The CEO is intensely attentive to internal data that drives customer satisfaction and the bottom line. But he has also outfitted his company’s new global headquarters with features that encourage employees to take time away from computer and TV screens and be active.  

The office, which opened last December, spans 125,000 square feet. Five custom floors are connected by a winding staircase. Almost all the walls are writeable, the IT department resembles Apple’s Genius Bar, and cheers from the sizeable sales force can be heard echoing between floors. There is a palpable sense of expectation; TV monitors like the ones in Dejanovic’s office are also installed on the sprawling sales floor. A local graffiti artist decorated the company’s “park,” where all-staff meetings are held and employees can (and do) play Ping-Pong. 

A native of Croatia, Dejanovic was head of product and CIO for Monster Worldwide before joining Active Network in 2011 as chief technology, product, and innovation officer. The company was still headquartered in San Diego then, with some 30 offices all over the world. Dejanovic was named president in 2012 and CEO in late 2013, when one of the first orders of business was a corporate relocation. Dejanovic wanted a business-friendly state with a robust labor pool, where proximity to Silicon Valley wouldn’t continue to complicate recruiting. He also wanted plenty of space so that the company could consolidate the many offices it had opened through acquisitions over the years. 

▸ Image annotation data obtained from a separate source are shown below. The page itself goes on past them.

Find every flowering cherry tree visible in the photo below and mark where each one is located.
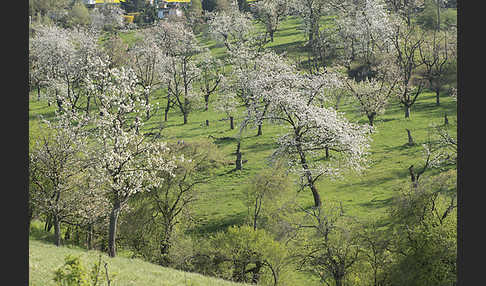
[29,111,88,246]
[86,68,177,257]
[208,2,252,51]
[245,51,370,206]
[129,29,166,119]
[197,50,224,111]
[31,26,99,110]
[153,22,202,124]
[255,0,290,42]
[346,75,396,126]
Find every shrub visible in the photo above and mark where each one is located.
[54,255,111,286]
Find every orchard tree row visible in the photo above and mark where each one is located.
[29,0,457,286]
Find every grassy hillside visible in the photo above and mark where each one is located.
[29,15,457,285]
[29,235,249,286]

Dallas won out. Dejanovic says the company was able to transition to North Texas without slowing down—moving the headquarters and consolidating offices while opening two others in China—which increased profitability and accelerated growth in the first month of 2015. (Active Network has 47,000 global customers with 87 million transactions a year.) There are 650 employees in Dallas, and Dejanovic plans to grow that number to 1,000. Active Network also recently announced the acquisition of Ipico, a leading sports timing system that collected 13 million individual results in 50 countries last year.

“We’re really good at making [our customers] efficient in what they do today—taking their transactions, processing them, and doing it at the lowest possible cost. We excel at that,” Dejanovic says. “Data is what takes them to the next level.”